We have to have the right house, the right job, the right career and the perfect family. We always want to do the right thing. We have to look perfect. We have to be the perfect husband, wife, parent, student, colleague or boss. On social media we quickly display our perfect lives and leave others with an impression that we have everything under control, when in reality these postings create snapshots of lives that are almost impossible to live up to.
Trying to have the perfect life is a never ending story because it never gets quite good enough, and no matter how good you get at it, it doesn’t leave you feeling any better. As a matter of fact, it is exactly the opposite. People that seem perfect from the outside go through the same struggles and downturns as the rest of us.
Not only does striving for perfection take a meaningless toll on your energy, it also brings you further and further away from yourself, because trying to be perfect is very often guided by what looks perfect in other people’s eyes, not what is meaningful to you or what makes you feel good.
Also, as a consequence of moving further and further away from yourself your relationships will often become shallower, and with a focus on perfection you might even push people away, when you were likely hoping for the opposite.

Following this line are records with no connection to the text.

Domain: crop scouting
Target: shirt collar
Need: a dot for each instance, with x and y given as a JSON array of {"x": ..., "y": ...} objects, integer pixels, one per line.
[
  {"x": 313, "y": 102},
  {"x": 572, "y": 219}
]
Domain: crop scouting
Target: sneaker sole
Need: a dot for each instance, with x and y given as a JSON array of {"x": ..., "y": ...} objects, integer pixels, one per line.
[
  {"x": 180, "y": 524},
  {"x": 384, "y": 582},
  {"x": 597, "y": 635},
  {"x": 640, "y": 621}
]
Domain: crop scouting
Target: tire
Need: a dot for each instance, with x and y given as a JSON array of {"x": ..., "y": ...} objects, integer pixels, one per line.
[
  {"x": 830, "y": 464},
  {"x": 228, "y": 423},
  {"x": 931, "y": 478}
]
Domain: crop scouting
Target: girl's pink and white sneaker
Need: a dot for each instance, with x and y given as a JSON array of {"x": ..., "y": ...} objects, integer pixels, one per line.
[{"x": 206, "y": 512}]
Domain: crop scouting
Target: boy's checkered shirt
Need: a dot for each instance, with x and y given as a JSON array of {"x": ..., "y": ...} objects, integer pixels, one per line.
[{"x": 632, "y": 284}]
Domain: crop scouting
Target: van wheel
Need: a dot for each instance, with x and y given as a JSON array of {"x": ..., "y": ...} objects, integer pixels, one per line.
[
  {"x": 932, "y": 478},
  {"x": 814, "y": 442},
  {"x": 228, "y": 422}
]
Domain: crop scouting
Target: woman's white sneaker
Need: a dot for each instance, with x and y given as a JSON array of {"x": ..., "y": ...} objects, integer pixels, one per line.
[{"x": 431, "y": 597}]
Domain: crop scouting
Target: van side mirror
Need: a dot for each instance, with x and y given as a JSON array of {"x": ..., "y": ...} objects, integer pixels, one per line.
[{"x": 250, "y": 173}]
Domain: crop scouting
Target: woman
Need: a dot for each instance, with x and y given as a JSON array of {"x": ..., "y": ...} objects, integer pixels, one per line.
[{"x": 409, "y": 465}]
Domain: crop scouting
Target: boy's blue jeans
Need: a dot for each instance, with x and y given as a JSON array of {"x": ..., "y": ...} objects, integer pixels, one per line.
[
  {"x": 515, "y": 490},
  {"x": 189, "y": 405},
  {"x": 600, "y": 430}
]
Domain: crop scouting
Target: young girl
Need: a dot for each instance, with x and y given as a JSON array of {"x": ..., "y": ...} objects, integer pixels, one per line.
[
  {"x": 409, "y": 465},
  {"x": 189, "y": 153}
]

Thus being perfect may earn you respect and power, but it will not result in you being seen and heard as the person you really are. And isn’t that what we all long for, to live a life from this place of authenticity?
In fact, it is impossible to truly connect with other people and fill your life with things that really matter to you (See more) if you are guided by trying to be perfect.
There is nothing wrong with being ambitious and having high standards or sharing your life on social media as long as it is not based on comparing yourself to others, or other externally guided principles of perfection. Are you aware of what is guiding you?
If perfection has snuck its way into your life, and you recognize the constant demands on yourself and the stress and anxiety that come with these demands, you might also have a longing to let all of this go. And the best way to do this starts with experimenting with imperfection. What really happens if I am not perfect, not liked, not respected? Will things fall apart or will it in fact help to create a life worth living?
How to start letting go of perfection:
- Be curious: Ask yourself, Are there any parts of my life that are guided by trying to be perfect in my own or other people’s eyes? Often this takes some reflection. Caution! A true perfectionist will quickly answer: “No I am always internally guided!” Most of us aren’t.
- If you find some areas of your life that are guided by perfection, start experimenting with deliberately being imperfect. Start small and raise the bets from there.
- Start celebrating the small imperfections in others instead of only being annoyed by them. After all, this is more often than not a sign of a person that is showing more of their true self. To begin with only challenge yourself on the small things.
- Start viewing the small imperfections in yourself as a sign of you finding your way back to a place where there is more room for just being you. Experiment with showing your vulnerability by being open about them.